Exatamente por isso, o lembrete a Tite de que Lucas Moura é brasileiro e sonha em voltar a vestir a camisa canarinho voltou a ser dado, neste sábado (17), depois que o meia-atacante precisou de apenas 19 segundos para fazer o gol que garantiu, fora de casa, o empate por 2 a 2 contra o Manchester City. O camisa 27 entrou em campo no segundo tempo, e sua primeira ação no gramado do Etihad Stadium foi seguir a rotina de se mostrar decisivo – na primeira rodada, ele já havia dado uma das assistências para gol na vitória por 3 a 1 sobre o Aston Villa.

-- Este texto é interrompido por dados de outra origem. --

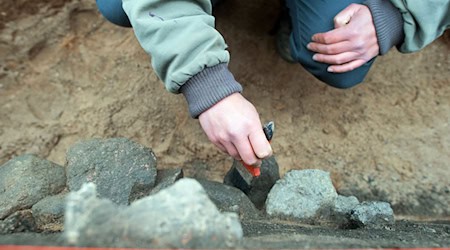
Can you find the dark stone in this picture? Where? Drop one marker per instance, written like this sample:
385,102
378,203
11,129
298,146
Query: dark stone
26,180
230,199
260,186
18,222
121,169
49,213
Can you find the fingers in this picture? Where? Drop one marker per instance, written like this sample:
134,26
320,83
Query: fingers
336,59
260,145
344,17
330,49
346,67
352,43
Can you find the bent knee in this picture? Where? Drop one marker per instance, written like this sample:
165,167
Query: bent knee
342,80
113,12
338,80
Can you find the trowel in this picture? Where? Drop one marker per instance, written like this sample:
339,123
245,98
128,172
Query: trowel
244,174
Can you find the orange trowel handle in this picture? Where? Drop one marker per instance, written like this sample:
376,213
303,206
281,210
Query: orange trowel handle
268,129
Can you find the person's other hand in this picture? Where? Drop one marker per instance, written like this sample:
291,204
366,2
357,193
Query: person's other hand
352,43
233,125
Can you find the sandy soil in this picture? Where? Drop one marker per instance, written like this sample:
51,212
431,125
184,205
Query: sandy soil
283,235
66,74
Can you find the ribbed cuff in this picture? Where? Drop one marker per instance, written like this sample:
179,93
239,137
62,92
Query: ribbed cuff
208,87
388,24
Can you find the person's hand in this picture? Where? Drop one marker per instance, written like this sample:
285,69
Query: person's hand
233,125
352,43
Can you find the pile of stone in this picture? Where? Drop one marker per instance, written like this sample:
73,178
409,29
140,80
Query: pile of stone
110,193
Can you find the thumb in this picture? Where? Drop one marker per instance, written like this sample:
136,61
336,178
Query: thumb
344,17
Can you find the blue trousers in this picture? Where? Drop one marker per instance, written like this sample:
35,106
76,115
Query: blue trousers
308,18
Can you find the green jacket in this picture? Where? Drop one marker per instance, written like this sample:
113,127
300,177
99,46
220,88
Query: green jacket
191,56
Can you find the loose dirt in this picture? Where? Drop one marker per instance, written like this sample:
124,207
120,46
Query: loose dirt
66,74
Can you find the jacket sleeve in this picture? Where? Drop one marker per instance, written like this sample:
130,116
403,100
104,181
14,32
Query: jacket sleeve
188,54
423,22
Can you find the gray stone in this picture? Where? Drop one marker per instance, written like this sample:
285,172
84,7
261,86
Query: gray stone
18,222
230,199
301,195
49,213
27,179
180,216
121,169
340,214
345,204
372,214
260,186
166,178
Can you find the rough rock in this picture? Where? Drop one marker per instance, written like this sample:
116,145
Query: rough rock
49,213
230,199
343,206
18,222
121,169
27,179
166,178
372,214
180,216
260,186
301,195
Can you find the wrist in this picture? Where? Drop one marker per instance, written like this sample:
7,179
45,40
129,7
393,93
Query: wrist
208,87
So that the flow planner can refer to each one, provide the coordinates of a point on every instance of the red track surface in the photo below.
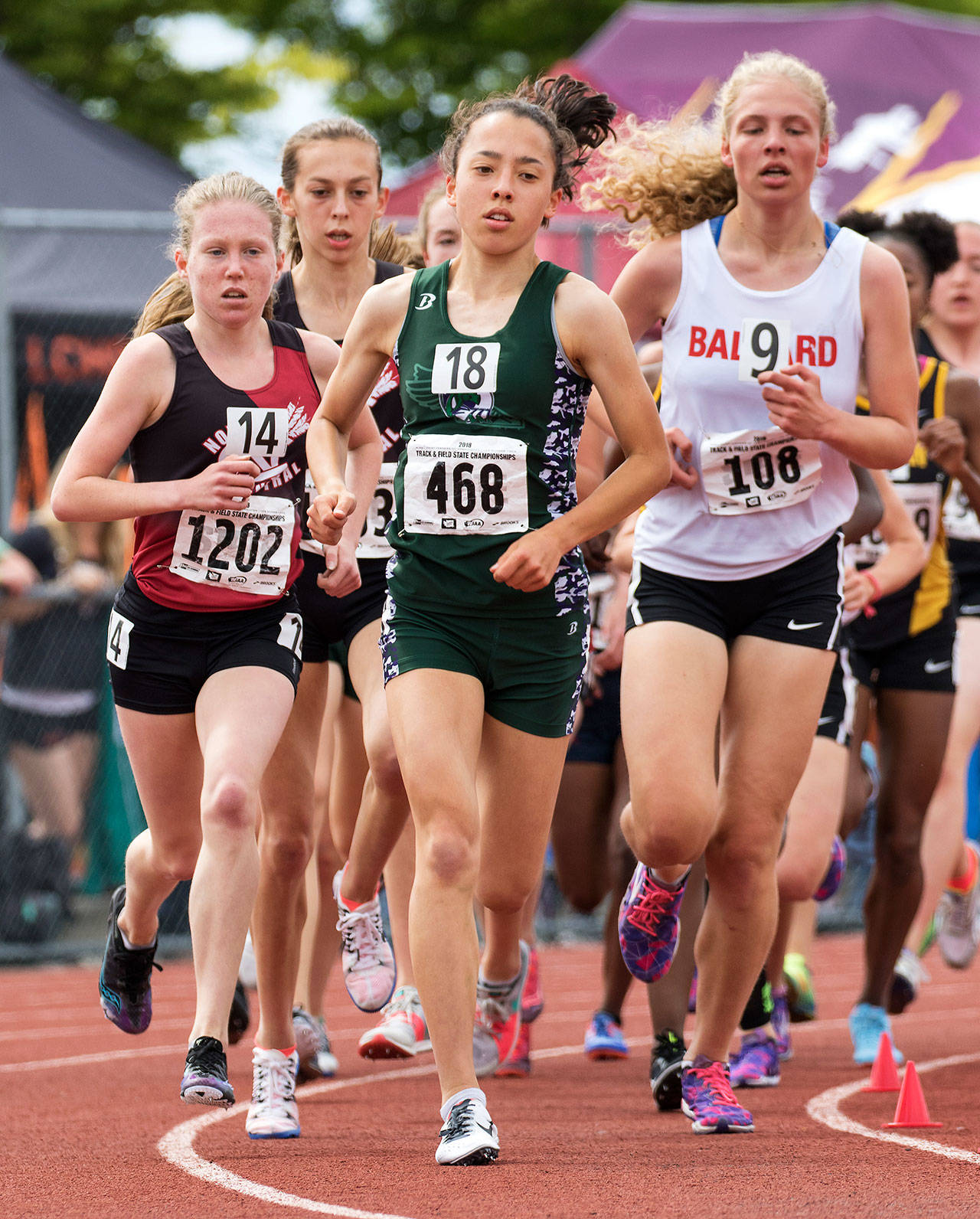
(580, 1139)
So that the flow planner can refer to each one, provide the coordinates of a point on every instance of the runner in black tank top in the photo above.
(332, 195)
(949, 872)
(205, 636)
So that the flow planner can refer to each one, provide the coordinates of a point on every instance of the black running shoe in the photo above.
(206, 1075)
(665, 1069)
(240, 1015)
(125, 979)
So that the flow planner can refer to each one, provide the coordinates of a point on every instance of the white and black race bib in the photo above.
(765, 345)
(373, 543)
(466, 484)
(757, 471)
(923, 504)
(959, 518)
(466, 367)
(245, 550)
(259, 432)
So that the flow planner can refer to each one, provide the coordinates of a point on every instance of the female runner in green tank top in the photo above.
(485, 623)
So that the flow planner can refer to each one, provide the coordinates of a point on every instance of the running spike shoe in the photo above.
(708, 1101)
(800, 996)
(648, 926)
(273, 1112)
(666, 1060)
(517, 1066)
(401, 1031)
(306, 1039)
(498, 1019)
(756, 1062)
(206, 1075)
(603, 1039)
(239, 1015)
(125, 978)
(469, 1136)
(533, 1002)
(867, 1023)
(366, 955)
(959, 922)
(908, 976)
(835, 871)
(780, 1023)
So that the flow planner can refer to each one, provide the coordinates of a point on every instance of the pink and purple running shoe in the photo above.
(708, 1101)
(648, 926)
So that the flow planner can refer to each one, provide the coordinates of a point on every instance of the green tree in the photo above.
(110, 57)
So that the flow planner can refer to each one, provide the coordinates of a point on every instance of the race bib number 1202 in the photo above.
(247, 551)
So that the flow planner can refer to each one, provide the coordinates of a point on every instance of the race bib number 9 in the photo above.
(466, 484)
(922, 502)
(247, 551)
(373, 543)
(757, 471)
(959, 518)
(763, 346)
(466, 367)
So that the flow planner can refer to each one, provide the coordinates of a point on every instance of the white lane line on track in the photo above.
(84, 1060)
(177, 1146)
(825, 1110)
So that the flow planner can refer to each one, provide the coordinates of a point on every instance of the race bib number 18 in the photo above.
(466, 484)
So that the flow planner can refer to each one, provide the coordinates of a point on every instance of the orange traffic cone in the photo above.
(911, 1113)
(884, 1073)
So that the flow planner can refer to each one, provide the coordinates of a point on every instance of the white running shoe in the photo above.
(366, 956)
(498, 1021)
(273, 1113)
(469, 1136)
(247, 971)
(401, 1031)
(959, 922)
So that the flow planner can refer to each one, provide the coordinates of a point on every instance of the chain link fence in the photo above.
(71, 286)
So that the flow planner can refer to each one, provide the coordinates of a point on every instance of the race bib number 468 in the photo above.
(247, 551)
(757, 471)
(466, 484)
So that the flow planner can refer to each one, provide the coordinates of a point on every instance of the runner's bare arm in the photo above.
(136, 394)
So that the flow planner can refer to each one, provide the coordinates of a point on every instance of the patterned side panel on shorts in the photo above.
(558, 473)
(388, 642)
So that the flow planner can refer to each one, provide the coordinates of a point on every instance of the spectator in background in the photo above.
(57, 583)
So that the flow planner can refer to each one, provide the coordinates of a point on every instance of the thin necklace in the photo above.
(776, 249)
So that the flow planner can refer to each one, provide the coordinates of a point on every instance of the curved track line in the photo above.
(825, 1110)
(177, 1146)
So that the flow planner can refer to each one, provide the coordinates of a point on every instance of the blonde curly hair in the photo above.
(668, 176)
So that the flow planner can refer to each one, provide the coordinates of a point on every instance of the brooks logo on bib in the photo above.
(466, 484)
(757, 471)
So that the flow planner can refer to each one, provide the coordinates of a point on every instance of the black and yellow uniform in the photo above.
(908, 644)
(492, 430)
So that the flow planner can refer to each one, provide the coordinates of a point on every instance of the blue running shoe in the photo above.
(603, 1038)
(206, 1075)
(708, 1101)
(648, 926)
(835, 871)
(756, 1062)
(125, 978)
(867, 1023)
(780, 1023)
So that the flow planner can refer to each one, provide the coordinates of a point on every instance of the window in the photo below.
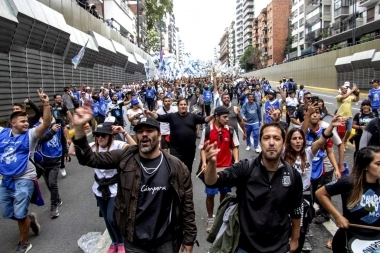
(371, 14)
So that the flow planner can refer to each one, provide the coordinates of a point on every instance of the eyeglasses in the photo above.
(100, 135)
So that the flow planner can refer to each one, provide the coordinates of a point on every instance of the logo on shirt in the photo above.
(9, 155)
(286, 179)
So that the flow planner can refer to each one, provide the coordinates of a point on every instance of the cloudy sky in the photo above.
(201, 24)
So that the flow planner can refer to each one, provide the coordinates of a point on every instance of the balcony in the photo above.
(367, 3)
(342, 12)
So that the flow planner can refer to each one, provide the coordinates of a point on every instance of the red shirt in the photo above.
(225, 144)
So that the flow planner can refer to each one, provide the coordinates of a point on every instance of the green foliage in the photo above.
(156, 11)
(250, 59)
(153, 40)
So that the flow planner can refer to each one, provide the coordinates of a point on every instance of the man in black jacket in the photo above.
(269, 192)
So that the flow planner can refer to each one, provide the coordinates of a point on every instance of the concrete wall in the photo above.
(318, 70)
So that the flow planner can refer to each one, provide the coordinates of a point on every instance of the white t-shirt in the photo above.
(30, 172)
(306, 174)
(165, 127)
(101, 173)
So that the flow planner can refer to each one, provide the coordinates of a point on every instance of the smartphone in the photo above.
(315, 99)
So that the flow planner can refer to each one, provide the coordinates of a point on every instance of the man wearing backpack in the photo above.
(251, 114)
(269, 193)
(228, 144)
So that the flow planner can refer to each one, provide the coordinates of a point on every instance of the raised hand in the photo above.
(83, 115)
(43, 97)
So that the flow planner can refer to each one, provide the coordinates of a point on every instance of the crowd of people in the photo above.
(145, 140)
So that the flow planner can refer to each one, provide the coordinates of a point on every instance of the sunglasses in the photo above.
(100, 135)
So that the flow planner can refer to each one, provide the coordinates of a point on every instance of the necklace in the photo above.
(150, 171)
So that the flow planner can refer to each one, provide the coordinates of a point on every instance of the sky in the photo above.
(201, 24)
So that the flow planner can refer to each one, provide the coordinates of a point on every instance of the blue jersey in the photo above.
(374, 97)
(14, 153)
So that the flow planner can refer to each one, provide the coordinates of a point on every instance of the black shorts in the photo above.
(164, 143)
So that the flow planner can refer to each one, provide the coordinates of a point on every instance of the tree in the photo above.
(156, 10)
(153, 40)
(250, 59)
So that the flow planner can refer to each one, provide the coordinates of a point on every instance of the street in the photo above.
(79, 213)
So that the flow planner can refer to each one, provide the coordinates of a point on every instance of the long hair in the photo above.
(290, 154)
(109, 143)
(362, 160)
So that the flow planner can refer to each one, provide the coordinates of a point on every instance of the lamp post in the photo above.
(138, 24)
(353, 22)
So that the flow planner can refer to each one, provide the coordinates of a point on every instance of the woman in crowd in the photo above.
(300, 157)
(359, 192)
(360, 121)
(323, 108)
(105, 185)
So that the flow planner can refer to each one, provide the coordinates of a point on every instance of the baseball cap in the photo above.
(147, 121)
(134, 101)
(104, 128)
(221, 110)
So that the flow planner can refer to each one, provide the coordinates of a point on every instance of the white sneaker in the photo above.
(63, 172)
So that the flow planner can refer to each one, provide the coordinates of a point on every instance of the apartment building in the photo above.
(231, 44)
(350, 21)
(270, 30)
(243, 25)
(224, 49)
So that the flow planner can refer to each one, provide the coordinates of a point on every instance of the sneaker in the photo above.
(120, 248)
(113, 249)
(321, 219)
(23, 247)
(54, 211)
(34, 225)
(63, 172)
(210, 223)
(306, 246)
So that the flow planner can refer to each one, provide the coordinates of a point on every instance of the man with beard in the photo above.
(269, 193)
(165, 127)
(182, 131)
(154, 206)
(60, 111)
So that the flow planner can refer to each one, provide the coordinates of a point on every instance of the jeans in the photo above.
(51, 177)
(15, 203)
(254, 131)
(167, 247)
(107, 208)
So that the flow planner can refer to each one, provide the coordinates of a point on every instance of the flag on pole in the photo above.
(76, 60)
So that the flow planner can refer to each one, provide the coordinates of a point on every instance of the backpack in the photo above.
(292, 86)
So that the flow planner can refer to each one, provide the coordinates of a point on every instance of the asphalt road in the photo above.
(79, 213)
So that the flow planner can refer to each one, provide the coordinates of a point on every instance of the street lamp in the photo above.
(353, 22)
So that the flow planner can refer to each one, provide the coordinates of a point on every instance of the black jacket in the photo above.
(265, 206)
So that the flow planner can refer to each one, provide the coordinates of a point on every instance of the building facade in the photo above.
(231, 44)
(224, 56)
(270, 30)
(244, 13)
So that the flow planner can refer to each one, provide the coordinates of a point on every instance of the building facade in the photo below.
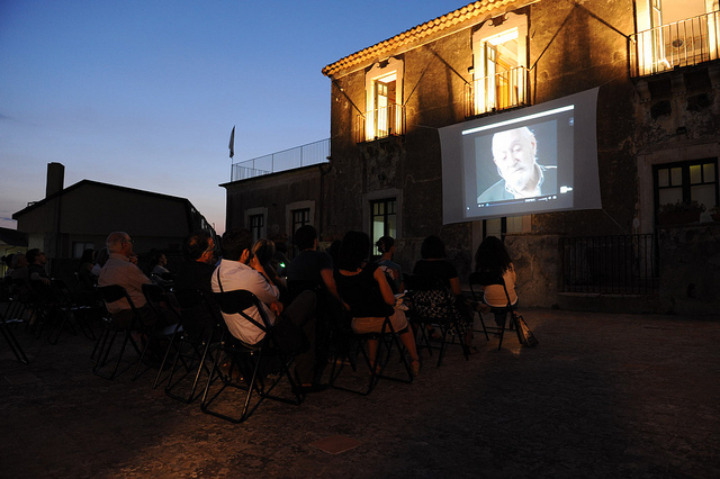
(655, 65)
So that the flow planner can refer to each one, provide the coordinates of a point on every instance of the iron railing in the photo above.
(683, 43)
(624, 264)
(501, 91)
(380, 123)
(306, 155)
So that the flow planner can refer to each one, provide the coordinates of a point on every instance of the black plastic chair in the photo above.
(125, 324)
(12, 314)
(349, 347)
(254, 369)
(432, 305)
(201, 327)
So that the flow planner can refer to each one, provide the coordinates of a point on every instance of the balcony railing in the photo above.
(306, 155)
(684, 43)
(625, 264)
(380, 123)
(504, 90)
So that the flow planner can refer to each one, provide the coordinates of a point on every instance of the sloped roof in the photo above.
(417, 34)
(82, 183)
(12, 237)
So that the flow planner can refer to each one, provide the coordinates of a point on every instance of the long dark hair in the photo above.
(492, 255)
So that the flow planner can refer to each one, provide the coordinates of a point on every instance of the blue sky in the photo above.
(144, 93)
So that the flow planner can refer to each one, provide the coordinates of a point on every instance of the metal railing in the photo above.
(683, 43)
(625, 264)
(306, 155)
(380, 123)
(501, 91)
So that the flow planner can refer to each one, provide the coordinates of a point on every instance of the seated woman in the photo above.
(364, 287)
(493, 259)
(434, 265)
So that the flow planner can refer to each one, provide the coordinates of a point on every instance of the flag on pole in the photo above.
(232, 143)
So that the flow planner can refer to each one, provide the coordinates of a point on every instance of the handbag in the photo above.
(527, 338)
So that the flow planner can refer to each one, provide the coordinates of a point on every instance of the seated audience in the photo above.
(386, 247)
(365, 289)
(493, 259)
(239, 271)
(119, 269)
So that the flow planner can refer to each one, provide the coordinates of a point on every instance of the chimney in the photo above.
(55, 178)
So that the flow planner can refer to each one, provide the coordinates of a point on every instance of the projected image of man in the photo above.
(521, 176)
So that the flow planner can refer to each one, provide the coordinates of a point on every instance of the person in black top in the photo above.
(364, 287)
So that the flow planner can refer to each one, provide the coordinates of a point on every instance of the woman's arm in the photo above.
(385, 288)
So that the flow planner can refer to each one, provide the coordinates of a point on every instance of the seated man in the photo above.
(120, 270)
(195, 274)
(239, 271)
(521, 176)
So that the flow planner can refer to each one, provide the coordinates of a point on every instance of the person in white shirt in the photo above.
(239, 270)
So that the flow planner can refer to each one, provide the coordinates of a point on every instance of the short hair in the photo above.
(354, 250)
(235, 242)
(264, 250)
(32, 254)
(305, 236)
(114, 239)
(432, 248)
(196, 244)
(385, 243)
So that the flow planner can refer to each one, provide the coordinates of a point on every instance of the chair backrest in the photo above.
(237, 301)
(115, 292)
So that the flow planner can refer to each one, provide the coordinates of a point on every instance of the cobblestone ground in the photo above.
(619, 396)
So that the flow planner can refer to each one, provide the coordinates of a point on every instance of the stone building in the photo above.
(655, 66)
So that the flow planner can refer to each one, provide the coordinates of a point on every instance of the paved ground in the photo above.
(601, 396)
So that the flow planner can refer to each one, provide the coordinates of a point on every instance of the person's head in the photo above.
(305, 237)
(514, 155)
(88, 256)
(120, 242)
(263, 250)
(235, 243)
(354, 250)
(385, 244)
(200, 247)
(432, 248)
(492, 255)
(19, 260)
(35, 256)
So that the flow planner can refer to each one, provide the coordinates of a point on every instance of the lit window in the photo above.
(674, 33)
(500, 58)
(384, 115)
(686, 182)
(384, 219)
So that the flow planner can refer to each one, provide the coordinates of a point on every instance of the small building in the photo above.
(70, 220)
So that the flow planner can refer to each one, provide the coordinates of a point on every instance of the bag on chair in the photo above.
(527, 338)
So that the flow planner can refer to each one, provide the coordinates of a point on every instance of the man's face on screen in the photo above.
(514, 155)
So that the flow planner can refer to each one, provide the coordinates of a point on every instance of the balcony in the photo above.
(380, 123)
(502, 91)
(306, 155)
(679, 44)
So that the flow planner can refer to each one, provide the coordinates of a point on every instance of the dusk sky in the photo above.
(144, 93)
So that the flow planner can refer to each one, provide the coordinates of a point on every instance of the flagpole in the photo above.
(231, 146)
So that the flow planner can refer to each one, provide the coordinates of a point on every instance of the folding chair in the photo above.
(13, 313)
(169, 325)
(432, 305)
(479, 280)
(200, 329)
(251, 366)
(125, 324)
(349, 346)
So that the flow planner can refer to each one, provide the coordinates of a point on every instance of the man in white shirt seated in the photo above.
(238, 270)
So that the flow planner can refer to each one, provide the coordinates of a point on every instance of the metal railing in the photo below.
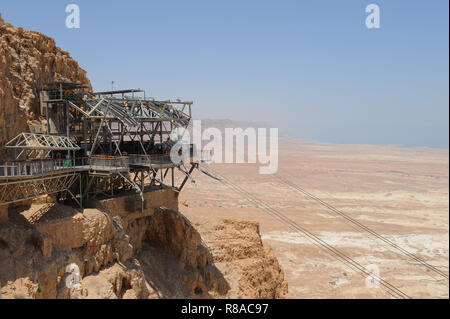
(147, 160)
(109, 163)
(35, 167)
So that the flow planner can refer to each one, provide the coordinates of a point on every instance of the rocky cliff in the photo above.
(168, 257)
(28, 60)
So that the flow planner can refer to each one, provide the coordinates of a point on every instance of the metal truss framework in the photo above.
(16, 191)
(32, 141)
(105, 125)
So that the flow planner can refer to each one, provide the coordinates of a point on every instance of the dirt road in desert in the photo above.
(401, 193)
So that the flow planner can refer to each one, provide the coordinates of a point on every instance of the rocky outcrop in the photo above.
(244, 259)
(28, 60)
(169, 258)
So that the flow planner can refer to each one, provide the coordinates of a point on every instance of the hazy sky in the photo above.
(310, 67)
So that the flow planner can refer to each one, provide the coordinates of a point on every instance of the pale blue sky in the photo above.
(310, 67)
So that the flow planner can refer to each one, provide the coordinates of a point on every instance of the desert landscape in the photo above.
(401, 193)
(209, 241)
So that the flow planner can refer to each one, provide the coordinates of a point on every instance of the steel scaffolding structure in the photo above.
(97, 144)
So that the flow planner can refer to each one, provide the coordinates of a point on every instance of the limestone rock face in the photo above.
(169, 258)
(28, 60)
(244, 259)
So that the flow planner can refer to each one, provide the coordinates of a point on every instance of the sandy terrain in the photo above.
(402, 193)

O que mais impressiona em relação à ausência de Lucas Moura na seleção brasileira, além de seu comprovado poder decisivo, é a polivalência nas funções que pode desempenhar em campo. Pensando em um 4-2-3-1, na temporada passada ele atuou em todas as posições do “três” e também como o “um”, mais avançado, do desenho tático, fazendo também o papel de segundo atacante em um 4-4-2.

Uma de suas funções principais, contudo, é bem parecida à feita por Gabriel Jesus durante a Copa América: saindo da ponta-direita, entrando “em facão” na área para finalizar como atacante. As escolhas de Tite para o ataque foram boas (Bruno Henrique, David Neres, Firmino, Neymar, Richarlison e Vinícius Júnior), mas fica uma pulga atrás da orelha quando um dos heróis da última Champions League, e que segue como destaque do Campeonato Inglês, não é chamado. Merecimento não falta.